FBI raids on file-swappers' homes should have the broader P2P community thinking hard.

John Borland Staff Writer, CNET News.com
John Borland
covers the intersection of digital entertainment and broadband.
John Borland
2 min read

The Justice Department's announcement that it had raided file-swappers' homes should be closely watched by peer to peer types. Yes, it was meant to scare them. But it should. Some attorneys' initial take on this was that the investigation was really just like the old warez busts, targeting a highly organized group of pirates. Not exactly Grandma on her Kazaa (who the Recording Industry Association of America has sued).

But that's only partly true. The warrants were served against people operating Direct Connect hubs, which are sort of like mini-Napster servers that sit in the middle of their own P2P networks, indexing available files and linking downloaders and uploaders. Take these away and you disrupt the network pretty handily, although new hubs can easily pop back up.

These hubs were part of something called the Underground Network, which sounds shadowy and organized. But the entry requirements were that you a) sign up and b) have at least 1 gigabyte of material to offer to other people. The Justice Department made that sound like professional piracy, but really that's not even two movies (or even one, if it's a high-quality rip). Apparently 7,000 people were members of this network. P2P insiders say there are plenty others like it.

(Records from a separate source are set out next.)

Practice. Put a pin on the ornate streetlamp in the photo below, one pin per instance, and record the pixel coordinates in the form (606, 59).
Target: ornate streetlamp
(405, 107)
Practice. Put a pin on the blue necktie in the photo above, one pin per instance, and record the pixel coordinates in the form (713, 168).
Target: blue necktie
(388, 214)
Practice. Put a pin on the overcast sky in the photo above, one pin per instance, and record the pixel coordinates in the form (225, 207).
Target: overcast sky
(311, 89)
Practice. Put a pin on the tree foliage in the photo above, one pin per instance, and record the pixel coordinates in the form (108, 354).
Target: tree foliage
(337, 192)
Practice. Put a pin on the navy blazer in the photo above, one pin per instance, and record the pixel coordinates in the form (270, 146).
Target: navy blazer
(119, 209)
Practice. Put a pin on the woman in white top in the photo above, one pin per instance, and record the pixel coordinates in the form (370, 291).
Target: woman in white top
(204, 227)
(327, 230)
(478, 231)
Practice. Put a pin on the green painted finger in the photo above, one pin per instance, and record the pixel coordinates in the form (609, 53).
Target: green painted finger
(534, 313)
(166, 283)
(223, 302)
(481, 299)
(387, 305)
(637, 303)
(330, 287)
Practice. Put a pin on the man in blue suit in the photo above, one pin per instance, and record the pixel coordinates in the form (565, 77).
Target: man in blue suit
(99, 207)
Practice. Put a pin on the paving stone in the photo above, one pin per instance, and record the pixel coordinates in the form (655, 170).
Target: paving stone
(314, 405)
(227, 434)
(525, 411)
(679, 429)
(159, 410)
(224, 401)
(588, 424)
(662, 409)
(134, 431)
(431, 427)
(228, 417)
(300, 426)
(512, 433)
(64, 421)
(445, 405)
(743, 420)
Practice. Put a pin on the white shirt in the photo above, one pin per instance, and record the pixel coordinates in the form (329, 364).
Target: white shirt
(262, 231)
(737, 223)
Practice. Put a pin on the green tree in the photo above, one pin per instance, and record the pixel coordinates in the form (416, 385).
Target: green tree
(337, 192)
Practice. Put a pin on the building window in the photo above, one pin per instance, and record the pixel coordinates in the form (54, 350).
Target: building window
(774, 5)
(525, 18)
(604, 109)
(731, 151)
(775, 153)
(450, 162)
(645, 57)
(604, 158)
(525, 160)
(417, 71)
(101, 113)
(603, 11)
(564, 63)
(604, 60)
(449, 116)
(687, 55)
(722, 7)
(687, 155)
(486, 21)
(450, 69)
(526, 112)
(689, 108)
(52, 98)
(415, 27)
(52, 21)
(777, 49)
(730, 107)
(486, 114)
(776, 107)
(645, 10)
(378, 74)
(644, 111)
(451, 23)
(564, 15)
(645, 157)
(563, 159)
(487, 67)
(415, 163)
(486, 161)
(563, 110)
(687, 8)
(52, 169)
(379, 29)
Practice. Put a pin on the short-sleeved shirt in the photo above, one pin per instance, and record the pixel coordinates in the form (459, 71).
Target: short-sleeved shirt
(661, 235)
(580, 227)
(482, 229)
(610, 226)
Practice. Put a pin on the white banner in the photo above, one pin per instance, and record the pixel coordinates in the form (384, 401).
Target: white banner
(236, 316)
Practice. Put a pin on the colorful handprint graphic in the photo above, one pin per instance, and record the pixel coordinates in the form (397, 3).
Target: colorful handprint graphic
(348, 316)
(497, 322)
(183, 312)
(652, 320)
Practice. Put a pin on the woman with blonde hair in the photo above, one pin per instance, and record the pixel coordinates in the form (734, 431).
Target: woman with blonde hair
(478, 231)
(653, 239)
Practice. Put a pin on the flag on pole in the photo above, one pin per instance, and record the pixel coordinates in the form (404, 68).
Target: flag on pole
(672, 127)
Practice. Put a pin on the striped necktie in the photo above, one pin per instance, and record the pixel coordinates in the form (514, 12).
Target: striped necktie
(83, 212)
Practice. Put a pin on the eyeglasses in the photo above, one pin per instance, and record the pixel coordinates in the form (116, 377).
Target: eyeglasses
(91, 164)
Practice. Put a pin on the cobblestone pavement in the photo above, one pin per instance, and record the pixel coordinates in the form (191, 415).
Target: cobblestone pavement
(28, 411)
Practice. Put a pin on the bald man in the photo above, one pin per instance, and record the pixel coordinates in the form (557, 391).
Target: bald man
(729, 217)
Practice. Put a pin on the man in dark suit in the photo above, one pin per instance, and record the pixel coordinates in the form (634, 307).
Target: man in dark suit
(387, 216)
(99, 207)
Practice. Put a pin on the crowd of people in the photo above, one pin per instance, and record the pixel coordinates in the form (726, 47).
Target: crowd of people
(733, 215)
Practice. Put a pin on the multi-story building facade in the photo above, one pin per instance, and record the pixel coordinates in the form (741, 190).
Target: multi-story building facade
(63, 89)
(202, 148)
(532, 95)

The point isn't that the DOJ is going to start charging average computer users tomorrow. But under these standards, it might start looking at the very high volume users (or file providers) on Kazaa or eDonkey the same way it looked at Underground Network hubs. A few criminal indictments of students or seemingly ordinary computer users would go a lot farther even than the RIAA's $5,000 speeding tickets. Certainly other private networks like the Underground Network should be worried.